The Bank of Canada stated today:"The bar for using quantitative easing (QE) should remain very high going forward."This means that if the government runs a large deficit to fund COVID-style relief for potential 25% U.S. tariffs, without QE, bond yields will rise significantly, increasing interest costs for taxpayers.

📌 Key Definitions:

  • 🔹 Quantitative Easing (QE): The central bank buys government bonds to inject liquidity, lower interest rates, and encourage borrowing.
  • 🔹 Quantitative Tightening (QT): The central bank sells or stops reinvesting bonds, reducing liquidity and increasing interest rates to control inflation.

📢 Bank of Canada (BoC) Announcements:

The BoC confirmed it will end QT in less than two months and emphasized:"We are a long way from needing quantitative easing. Our policy rate is at 3%. We recently published a review of extraordinary measures used during COVID. What we concluded was that the bar for using quantitative easing in Canada has always been very high. In fact, we have only used it once—during a once-in-a-century pandemic. The bar for using quantitative easing should remain very high going forward."

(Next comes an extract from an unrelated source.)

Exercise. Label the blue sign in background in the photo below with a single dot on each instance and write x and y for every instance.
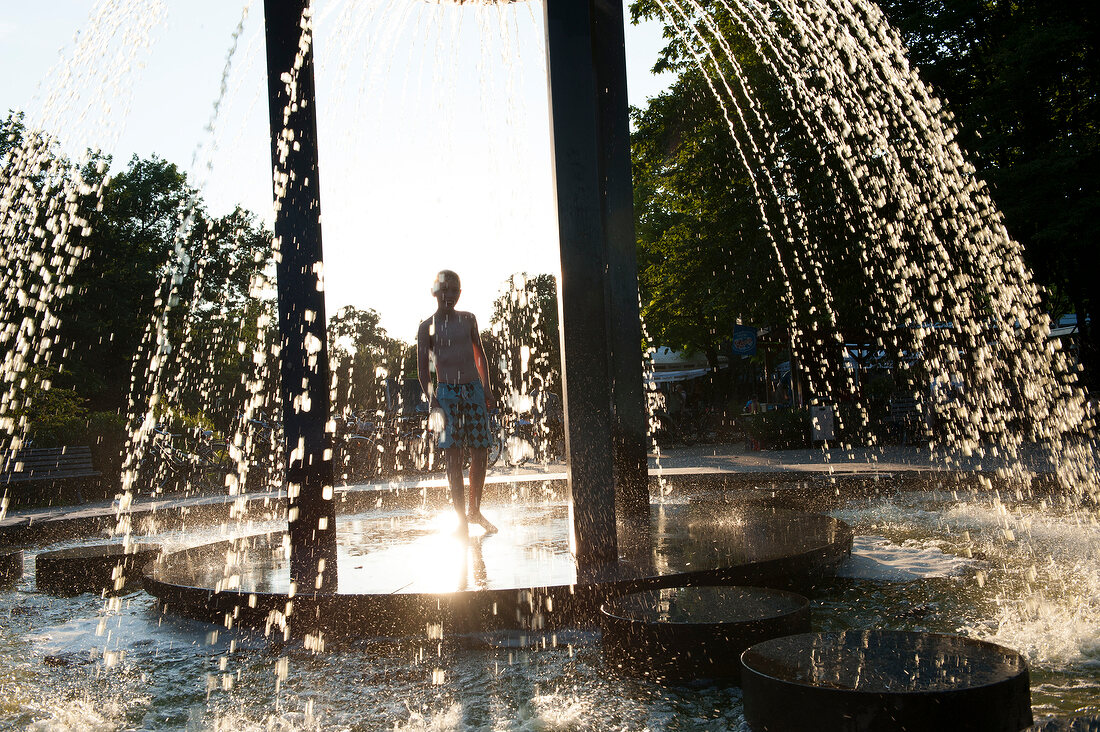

📉 Government Response to 25% U.S. Tariffs:

Several government officials have suggested pandemic-style relief programs to offset potential tariffs. However, BoC is unlikely to support fiscal stimulus through QE this time due to:

  • ✅ The $130B gap in the size of its balance sheet from the pre-pandemic baseline.
  • ✅ A weakening CAD, which could fuel import-driven inflation.
  • ✅ The need to restore monetary stability post-COVID.

This means funding large relief programs will be much harder than before.

💰 Impact on Government Bonds:

  • ✅ In pandemic relief programs, the government issued bonds, and the BoC was a key buyer, helping to keep yields low.
  • ✅ Without QE, the government may struggle to sell bonds, forcing it to offer higher yields to attract investors.
  • ✅ Higher yields = More interest costs for taxpayers.

⏳ In Short:

If the government implements COVID-like relief programs without BoC support, it will likely face significantly higher interest costs on newly issued bonds. However, it's important to note that predicting the BoC’s response this time remains uncertain.